If a man identifies as a woman, then can a white person identify as Chinese? Or a short person as tall?
That’s what Joseph Backholm, director of the Family Policy Institute of Washington, went to the University of Washington to find out.
After Washington state enacted a law forcing business owners to extend bathroom use to those who identify as the opposite gender, Mr. Backholm asked several students at the Seattle campus whether he can similarly identify as a different race, age or height.
“There’s been a lot of talk about identity lately, but how far does it go, and is it possible to be wrong?” Mr. Backholm says in the four-minute video.
Each of the students in the video responded confidently that there’s nothing wrong with Mr.
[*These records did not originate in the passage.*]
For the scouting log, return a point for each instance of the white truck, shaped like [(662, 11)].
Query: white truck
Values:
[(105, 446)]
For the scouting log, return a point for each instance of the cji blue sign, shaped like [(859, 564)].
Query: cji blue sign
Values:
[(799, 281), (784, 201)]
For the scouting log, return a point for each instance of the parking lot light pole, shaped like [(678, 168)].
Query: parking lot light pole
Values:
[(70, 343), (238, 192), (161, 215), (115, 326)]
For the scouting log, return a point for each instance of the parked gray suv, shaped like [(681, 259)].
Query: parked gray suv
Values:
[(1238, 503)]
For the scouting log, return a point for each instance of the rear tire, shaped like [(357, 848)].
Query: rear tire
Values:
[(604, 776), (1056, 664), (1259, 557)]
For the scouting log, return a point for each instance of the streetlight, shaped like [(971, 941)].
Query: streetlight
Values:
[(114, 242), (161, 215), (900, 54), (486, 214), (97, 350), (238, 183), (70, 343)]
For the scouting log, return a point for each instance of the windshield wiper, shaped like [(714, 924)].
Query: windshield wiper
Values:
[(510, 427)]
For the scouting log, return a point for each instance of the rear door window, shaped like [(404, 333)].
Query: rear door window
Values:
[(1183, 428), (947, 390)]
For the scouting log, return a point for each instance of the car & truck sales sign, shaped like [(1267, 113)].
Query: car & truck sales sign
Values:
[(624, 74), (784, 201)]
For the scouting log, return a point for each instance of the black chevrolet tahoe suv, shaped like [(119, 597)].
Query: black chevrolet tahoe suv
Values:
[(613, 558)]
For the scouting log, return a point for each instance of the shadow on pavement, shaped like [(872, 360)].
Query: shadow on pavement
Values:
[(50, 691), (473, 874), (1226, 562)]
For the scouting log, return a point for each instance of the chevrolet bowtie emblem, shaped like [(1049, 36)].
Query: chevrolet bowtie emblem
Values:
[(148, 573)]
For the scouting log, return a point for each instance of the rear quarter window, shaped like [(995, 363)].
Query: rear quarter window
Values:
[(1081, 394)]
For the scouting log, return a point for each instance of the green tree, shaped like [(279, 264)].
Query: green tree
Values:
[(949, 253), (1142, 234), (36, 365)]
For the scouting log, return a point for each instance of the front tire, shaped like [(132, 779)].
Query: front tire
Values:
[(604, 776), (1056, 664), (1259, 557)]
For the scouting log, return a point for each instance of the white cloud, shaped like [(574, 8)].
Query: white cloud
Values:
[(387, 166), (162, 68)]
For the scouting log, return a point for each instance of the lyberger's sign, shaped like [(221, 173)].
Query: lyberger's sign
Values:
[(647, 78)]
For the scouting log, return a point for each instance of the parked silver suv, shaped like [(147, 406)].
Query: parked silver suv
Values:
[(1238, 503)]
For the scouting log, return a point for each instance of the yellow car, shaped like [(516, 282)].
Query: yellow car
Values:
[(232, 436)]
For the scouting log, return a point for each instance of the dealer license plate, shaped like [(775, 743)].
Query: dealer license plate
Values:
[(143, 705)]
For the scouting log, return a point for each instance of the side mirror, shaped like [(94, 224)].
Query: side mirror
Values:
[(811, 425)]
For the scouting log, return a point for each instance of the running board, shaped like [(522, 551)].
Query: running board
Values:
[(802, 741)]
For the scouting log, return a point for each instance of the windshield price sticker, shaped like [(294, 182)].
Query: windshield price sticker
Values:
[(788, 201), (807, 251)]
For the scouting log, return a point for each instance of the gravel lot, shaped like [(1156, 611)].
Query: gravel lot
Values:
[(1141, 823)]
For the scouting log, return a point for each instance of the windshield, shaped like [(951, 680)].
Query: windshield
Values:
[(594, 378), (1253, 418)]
Backholm identifying as a woman. “I don’t have a problem with it,” one student said.
But when Mr. Backholm inquired whether he could identify as a Chinese person, some students were a little more hesitant.
“I would have a lot of questions, just because on the outside I would assume you were a white man,” one student said.
“I mean, I might be a little surprised, but I would say, ‘Good for you. Yeah, be who you are,’” one student said.
And when Mr. Backholm pushed even further — asking whether he could identify as a seven-year-old or someone much taller — some of the students went along with it.
“If you feel seven at heart, then so be it. Yeah, good for you,” one student said.
“I would say so long as you’re not hindering society, and you’re not causing harm to other people, I feel like that should be an OK thing,” another student said.
“I feel like it’s not my place, as another human, to say someone is wrong or draw lines or boundaries,” one student said.
Mr. Backholm wondered what the experiment portends for American society.
“It shouldn’t be hard to tell a five-foot-nine-inch white guy that he’s not a six-foot-five-inch Chinese woman,” he concluded in the video. “But clearly it is. Why? What does that say about our culture? And what does that say about our ability to answer the questions that actually are difficult.”